La queja que se repite todas las temporadas, y ésta con mayor insistencia, son las infraestructuras. Muchos señalan como una aberración -y objetivamente lo es- que la Autovía del Cantábrico esté inconclusa, y que se perpetúen atrocidades como el tramo pendiente Unquera-Llanes, una injustificable ratonera y un peligro para el tráfico. Y otros turistas, cada vez más, lamentan el descuidado estado de las vías comarcales y locales que, como vasos capilares, unen los concejos con los grandes ejes. Quien visite, por ejemplo, Galicia comprobará el estirón que ha dado allí la red secundaria. Eso, lustros atrás, era al contrario. Los intereses del Principado parecen más enfocados ahora a alimentar una malla regional de autovías que complemente a las que dependen de Fomento. Las otras vías de menor capacidad se resienten.

A la par, y con buen juicio, hay quien pone el acento sobre el escaso rendimiento que Asturias obtiene de sus ferrocarriles. Existen horarios y frecuencias que espantan a los usuarios, y líneas que en vez de ágiles se hacen eternas. Que en una época de carreteras saturadas, atascos y escasez de aparcamientos el tren no se convierta en una alternativa eficaz a los desplazamientos es una condena no sólo para los visitantes sino también para los asturianos.

Cada vez contamos con más oferta de centros de interpretación o museos y cada vez es más frecuente escuchar manifestaciones de incomodidad porque esos espacios no adaptan su funcionamiento al viajero, su principal cliente. Los hay que en pleno verano cierran a las seis de la tarde, o que mantienen un anárquico ritmo de horarios, nada profesional ni riguroso. Esa necesidad de generalizar la cualificación y calidad en la atención es extensible a otros servicios, como los hosteleros. Y, en fin, aunque el grueso de los entrevistados por LA NUEVA ESPAÑA califican de normales los precios de la región, van en aumento quienes ya perciben esta comunidad como cara, un toque de atención que, con la que está cayendo, invita a reflexionar seriamente.

Reza un proverbio que la belleza está en los ojos del que mira. A Asturias la miraron, y la describieron bella, Pío Baroja, que, atemorizado por los precipicios del puerto del Palo, ordenaba a su chófer arrimarse del lado del monte, o Rubén Darío, que oía a las olas lamer las casas de San Juan de la Arena en las noches de galerna; Azorín, que desde el traqueteo de un vagón vio surtir hilillos de humo tenue de las caserías lejanas y valles sombreados por pomares y castaños, o Concha Espina, que la poetizó: «Yunque de mi raza, corona de Iberia, batida y acicalada por el hierro y la hulla».

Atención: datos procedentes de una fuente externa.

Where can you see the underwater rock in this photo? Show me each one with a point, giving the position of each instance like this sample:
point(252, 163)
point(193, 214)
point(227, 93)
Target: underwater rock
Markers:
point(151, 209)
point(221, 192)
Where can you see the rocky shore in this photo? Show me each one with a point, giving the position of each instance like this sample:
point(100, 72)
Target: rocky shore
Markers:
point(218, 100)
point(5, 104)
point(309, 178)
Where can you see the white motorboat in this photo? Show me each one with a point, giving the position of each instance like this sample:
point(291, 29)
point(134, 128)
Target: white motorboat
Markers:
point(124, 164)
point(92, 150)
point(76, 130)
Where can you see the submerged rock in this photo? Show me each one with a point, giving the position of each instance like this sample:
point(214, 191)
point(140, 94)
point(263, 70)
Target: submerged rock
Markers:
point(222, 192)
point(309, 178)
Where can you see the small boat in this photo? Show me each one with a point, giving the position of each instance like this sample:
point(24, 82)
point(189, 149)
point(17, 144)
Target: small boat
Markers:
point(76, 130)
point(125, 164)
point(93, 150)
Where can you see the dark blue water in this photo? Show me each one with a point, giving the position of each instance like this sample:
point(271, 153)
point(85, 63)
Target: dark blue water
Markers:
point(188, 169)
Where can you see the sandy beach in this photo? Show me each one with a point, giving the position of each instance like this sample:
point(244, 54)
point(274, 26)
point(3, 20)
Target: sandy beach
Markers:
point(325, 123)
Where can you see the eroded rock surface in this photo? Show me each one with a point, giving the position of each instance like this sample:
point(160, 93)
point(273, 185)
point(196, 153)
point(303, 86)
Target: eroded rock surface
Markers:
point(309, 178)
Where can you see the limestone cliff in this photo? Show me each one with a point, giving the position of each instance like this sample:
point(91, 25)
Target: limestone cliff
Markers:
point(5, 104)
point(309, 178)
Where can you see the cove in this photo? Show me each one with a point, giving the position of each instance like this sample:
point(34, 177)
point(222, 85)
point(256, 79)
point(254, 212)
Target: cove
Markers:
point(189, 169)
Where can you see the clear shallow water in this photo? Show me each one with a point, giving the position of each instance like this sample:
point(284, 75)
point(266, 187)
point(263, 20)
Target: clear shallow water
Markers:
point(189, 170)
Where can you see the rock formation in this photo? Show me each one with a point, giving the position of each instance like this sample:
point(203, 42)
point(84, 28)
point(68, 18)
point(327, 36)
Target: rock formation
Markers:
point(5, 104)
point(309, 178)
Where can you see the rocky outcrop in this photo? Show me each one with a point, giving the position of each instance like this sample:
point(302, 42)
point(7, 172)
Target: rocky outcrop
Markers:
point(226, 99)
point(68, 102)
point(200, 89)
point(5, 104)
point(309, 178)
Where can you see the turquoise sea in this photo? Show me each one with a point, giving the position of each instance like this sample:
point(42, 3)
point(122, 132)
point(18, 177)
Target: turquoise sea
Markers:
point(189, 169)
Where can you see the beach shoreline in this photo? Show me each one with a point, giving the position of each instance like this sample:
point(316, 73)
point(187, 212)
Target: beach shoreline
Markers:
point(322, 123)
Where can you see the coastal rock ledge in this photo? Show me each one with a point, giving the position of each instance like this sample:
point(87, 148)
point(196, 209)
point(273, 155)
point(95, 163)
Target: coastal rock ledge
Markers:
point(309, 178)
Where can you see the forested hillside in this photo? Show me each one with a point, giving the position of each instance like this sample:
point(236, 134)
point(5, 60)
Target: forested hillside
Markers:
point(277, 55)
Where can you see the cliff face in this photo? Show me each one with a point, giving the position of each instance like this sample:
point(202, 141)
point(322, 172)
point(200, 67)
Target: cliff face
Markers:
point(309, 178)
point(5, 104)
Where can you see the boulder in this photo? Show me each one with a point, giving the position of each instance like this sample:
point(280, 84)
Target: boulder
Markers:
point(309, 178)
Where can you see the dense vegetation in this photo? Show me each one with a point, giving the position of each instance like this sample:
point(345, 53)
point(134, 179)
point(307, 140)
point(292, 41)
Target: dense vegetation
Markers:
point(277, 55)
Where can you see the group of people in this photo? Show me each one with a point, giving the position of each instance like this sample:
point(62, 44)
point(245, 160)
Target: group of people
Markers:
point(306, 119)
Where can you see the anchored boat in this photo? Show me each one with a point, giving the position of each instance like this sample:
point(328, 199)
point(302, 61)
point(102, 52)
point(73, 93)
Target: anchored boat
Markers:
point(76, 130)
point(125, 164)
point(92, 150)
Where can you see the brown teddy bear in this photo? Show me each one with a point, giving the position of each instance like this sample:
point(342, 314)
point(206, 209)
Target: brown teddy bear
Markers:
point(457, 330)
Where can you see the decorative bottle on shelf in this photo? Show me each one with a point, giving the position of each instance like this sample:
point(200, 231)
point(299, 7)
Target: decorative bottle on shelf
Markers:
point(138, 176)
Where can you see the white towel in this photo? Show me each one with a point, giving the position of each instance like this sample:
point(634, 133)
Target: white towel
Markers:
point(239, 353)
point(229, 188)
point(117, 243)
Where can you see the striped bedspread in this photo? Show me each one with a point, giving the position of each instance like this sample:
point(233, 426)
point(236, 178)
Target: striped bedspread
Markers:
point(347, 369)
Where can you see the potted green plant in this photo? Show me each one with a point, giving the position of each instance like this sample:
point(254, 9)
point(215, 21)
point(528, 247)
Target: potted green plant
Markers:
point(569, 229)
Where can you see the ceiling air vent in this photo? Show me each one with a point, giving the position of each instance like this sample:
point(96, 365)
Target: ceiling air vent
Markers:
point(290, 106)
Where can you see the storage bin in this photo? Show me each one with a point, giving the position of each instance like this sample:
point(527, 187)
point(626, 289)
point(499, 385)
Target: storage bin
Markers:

La experiencia goza de crédito, el boca a oreja constituye la mejor publicidad. Y Asturias, a la que tanto le cuesta venderse bien, siempre acogió a excelsos cantores. A falta de datos oficiales, el verano se salva mejor de lo esperado. Incluso, si no hablamos de ingresos y sólo de número de pernoctaciones, con brillantez. El éxito no debe ocultar la necesidad de progresar. «Asturias, lo dice todo el mundo», es el último lema para promocionar el Principado. Escuchar lo que dice todo el mundo podría remedarse, es lo que hace falta para dar un salto turístico hacia adelante. Para exprimir todo el jugo de un sector que ya supone tanto para la riqueza regional.